Ionizing radiation but not anticancer drugs causes cell cycle arrest and failure to activate the mitochondrial death pathway in MCF-7 breast carcinoma cells.

There is considerable evidence that ionizing radiation (IR) and chemotherapeutic drugs mediate apoptosis through the intrinsic death pathway via the release of mitochondrial cytochrome c and activation of caspases -9 and -3. Here we show that MCF-7 cells that lack caspase-3 undergo a caspase-dependent apoptotic cell death in the absence of DNA fragmentation and alpha-fodrin cleavage following treatment with etoposide or doxorubicin, but not after exposure to IR. Re-expression of caspase-3 restored DNA fragmentation and alpha-fodrin cleavage following drug treatment, but it did not alter the radiation-resistant phenotype of these cells.

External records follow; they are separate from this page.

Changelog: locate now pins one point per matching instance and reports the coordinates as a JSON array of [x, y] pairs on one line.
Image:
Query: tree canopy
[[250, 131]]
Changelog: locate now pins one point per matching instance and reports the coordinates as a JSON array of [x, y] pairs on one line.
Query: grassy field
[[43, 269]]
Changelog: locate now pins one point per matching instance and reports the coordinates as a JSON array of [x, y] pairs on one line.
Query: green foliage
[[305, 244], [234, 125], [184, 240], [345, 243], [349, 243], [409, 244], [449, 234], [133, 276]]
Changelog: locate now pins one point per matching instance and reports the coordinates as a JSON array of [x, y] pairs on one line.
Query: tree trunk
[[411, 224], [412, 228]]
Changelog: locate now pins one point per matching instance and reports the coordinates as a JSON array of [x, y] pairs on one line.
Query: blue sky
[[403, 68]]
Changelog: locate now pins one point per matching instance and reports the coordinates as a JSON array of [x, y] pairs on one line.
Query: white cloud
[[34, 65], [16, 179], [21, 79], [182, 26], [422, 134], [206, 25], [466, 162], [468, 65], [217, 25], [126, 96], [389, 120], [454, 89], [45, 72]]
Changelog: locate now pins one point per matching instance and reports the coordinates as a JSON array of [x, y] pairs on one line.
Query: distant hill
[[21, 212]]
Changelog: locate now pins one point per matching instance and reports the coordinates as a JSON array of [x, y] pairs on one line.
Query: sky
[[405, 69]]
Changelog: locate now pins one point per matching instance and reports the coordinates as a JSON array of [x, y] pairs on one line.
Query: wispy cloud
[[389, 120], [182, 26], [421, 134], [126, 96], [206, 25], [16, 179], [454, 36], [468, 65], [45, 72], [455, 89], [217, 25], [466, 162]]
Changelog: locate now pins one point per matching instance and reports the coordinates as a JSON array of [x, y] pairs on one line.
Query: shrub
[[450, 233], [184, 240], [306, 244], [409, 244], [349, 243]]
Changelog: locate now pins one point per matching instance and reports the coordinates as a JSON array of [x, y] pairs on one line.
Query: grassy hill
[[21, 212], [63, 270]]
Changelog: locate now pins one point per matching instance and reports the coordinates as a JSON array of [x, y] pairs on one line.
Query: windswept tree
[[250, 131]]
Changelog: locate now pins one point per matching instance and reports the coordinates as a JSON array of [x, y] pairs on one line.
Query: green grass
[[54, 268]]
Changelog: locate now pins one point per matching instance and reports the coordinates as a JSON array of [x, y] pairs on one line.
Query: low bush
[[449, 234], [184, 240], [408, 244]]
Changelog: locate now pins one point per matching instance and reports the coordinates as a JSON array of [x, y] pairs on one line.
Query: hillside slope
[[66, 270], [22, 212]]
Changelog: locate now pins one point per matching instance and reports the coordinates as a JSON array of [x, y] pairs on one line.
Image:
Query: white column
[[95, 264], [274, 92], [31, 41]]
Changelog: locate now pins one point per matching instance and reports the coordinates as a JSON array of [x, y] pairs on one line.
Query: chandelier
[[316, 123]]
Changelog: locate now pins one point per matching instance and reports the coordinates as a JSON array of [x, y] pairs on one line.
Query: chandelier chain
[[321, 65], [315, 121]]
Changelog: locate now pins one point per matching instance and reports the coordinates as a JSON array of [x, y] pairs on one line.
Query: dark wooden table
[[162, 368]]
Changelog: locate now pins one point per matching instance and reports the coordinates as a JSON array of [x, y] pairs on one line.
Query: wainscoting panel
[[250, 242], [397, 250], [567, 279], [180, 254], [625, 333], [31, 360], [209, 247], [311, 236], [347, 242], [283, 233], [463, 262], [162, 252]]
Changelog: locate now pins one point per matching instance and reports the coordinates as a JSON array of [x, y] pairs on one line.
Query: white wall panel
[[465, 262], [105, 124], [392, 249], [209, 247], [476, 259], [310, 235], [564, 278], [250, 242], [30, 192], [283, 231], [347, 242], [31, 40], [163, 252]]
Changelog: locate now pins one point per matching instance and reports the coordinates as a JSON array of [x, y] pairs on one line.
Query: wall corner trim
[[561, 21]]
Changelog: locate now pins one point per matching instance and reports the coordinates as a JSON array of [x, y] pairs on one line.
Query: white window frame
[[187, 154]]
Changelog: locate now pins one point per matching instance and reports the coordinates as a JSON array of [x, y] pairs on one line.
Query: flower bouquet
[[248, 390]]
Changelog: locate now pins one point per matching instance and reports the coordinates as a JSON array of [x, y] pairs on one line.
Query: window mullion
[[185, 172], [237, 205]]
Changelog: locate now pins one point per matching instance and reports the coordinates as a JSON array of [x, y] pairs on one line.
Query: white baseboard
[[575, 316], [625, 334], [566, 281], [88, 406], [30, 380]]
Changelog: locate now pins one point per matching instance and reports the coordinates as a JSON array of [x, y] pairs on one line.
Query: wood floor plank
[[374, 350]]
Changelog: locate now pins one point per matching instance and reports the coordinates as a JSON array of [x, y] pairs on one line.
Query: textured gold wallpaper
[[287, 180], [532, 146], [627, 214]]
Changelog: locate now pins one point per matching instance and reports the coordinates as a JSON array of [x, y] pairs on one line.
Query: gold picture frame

In contrast to the anticancer drugs, IR failed to induce the intrinsic death pathway in MCF-7/casp-3 cells, an event readily observed in IR-induced apoptosis of HeLa cells. Although IR-induced DNA double-strand breaks were repaired with similar efficiencies in all cell lines, cell cycle analyses revealed a persistent G2/M arrest in the two MCF-7 cell lines, but not in HeLa cells. Together, our data demonstrate that caspase-3 is required for DNA fragmentation and alpha-fodrin cleavage in drug-induced apoptosis and that the intrinsic death pathway is fully functional in MCF-7 cells. Furthermore, they show that the radiation-resistant phenotype of MCF-7 cells is not due to the lack of caspase-3, but is caused by the failure of IR to activate the intrinsic death pathway. We propose (1) different signaling pathways are induced by anticancer drugs and IR, and (2) IR-induced G2/M arrest prevents the generation of an apoptotic signal required for the activation of the intrinsic death pathway.